- Born: October 9, 1933 Brooklyn, New York
- Died: March 6, 2014 (aged 80) Manhattan, New York
- Education: Columbia University (BA)
- Occupations: Drama critic; columnist; author;
- Years active: 1968–2014
- Employer: New York Law Journal
- Spouse: Jane Lahr (div.)
- Children: 1
- Relatives: Bert Lahr (former-father-in-law)

= Martin Gottfried =

American critic, columnist and author

Martin Gottfried (October 9, 1933 – March 6, 2014) was an American critic, columnist and author. He was born in Brooklyn, New York.

==Biography==

===Early career===
Gottfried was a 1959 graduate of Columbia College in New York City, and attended Columbia Law School for three semesters, next spending one year with U.S. Army Military Intelligence. Gottfried began his writing career as the classical music critic for The Village Voice, doubling as an off-Broadway reviewer for Women's Wear Daily, a position that made him the youngest member of the New York Drama Critics Circle in the organization's history.

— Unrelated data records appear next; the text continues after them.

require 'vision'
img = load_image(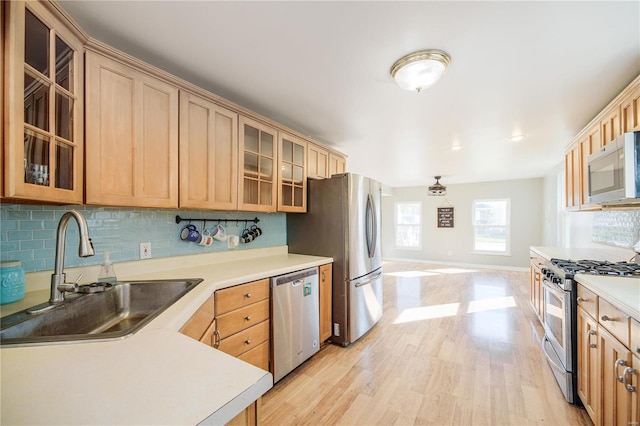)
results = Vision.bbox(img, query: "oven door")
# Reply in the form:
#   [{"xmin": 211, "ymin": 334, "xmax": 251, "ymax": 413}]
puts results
[{"xmin": 542, "ymin": 280, "xmax": 573, "ymax": 372}]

In 1968, Little, Brown and Company published his first book, A Theater Divided, a study of post-World War II American theater. The book won the highest honor in dramatic criticism, the George Jean Nathan Award. In 1970 Putnam published Opening Nights, a collection of his essays. By then, he had become a regular contributor to the Arts and Leisure section of The New York Times Sunday edition.

===Drama critic and educator===
In 1974, he became the drama critic for the New York Post. Four years later, he "Americanized" the West End musical Bar Mitzvah Boy for an off-Broadway production.

In 1979, Gottfried began writing for the Saturday Review, the same year Harry N. Abrams, Inc. published his Broadway Musicals. In 1991, it was joined by a sequel, More Broadway Musicals. and "In Person," a tribute to performing artists.

As drama critic for the New York Law Journal, Gottfried conducted a series of "Conversations" at the 92nd Street Y as well as at the New School of Social Research and the Metropolitan Museum of Art. Participants included Stephen Sondheim, Andrew Lloyd Webber, Harold Prince, Jane Alexander, Christopher Walken and Richard Dreyfuss. Gottfried also was a contributor to The New York Times Sunday Magazine, Vogue, the Yale Drama Review and Condé Nast Traveler. He also wrote regular articles on the performing arts for Stagebill, the program distributed in theaters and concert halls across America.

He was a guest professor of theater at the Columbia University School of the Arts, Carnegie-Mellon University, Rutgers University and the Colorado College, as well as a Visiting Artist/Professor at the College of Santa Fe.

He died of complications of pneumonia at the age of 80 on March 6, 2014, in Manhattan. He was married to Jane Lahr, daughter of Bert Lahr and sister of John Lahr.

===Author===
Gottfried's writings include biographies of Sondheim, Arthur Miller, Jed Harris, Bob Fosse, Danny Kaye, George Burns, and Angela Lansbury. His latest book, co-written with Bill Condon and Cheo Coker, is Dreamgirls The Movie Musical, published in April 2007.

A review of Arthur Miller: His Life and Work called the book a "thorough and revealing biography".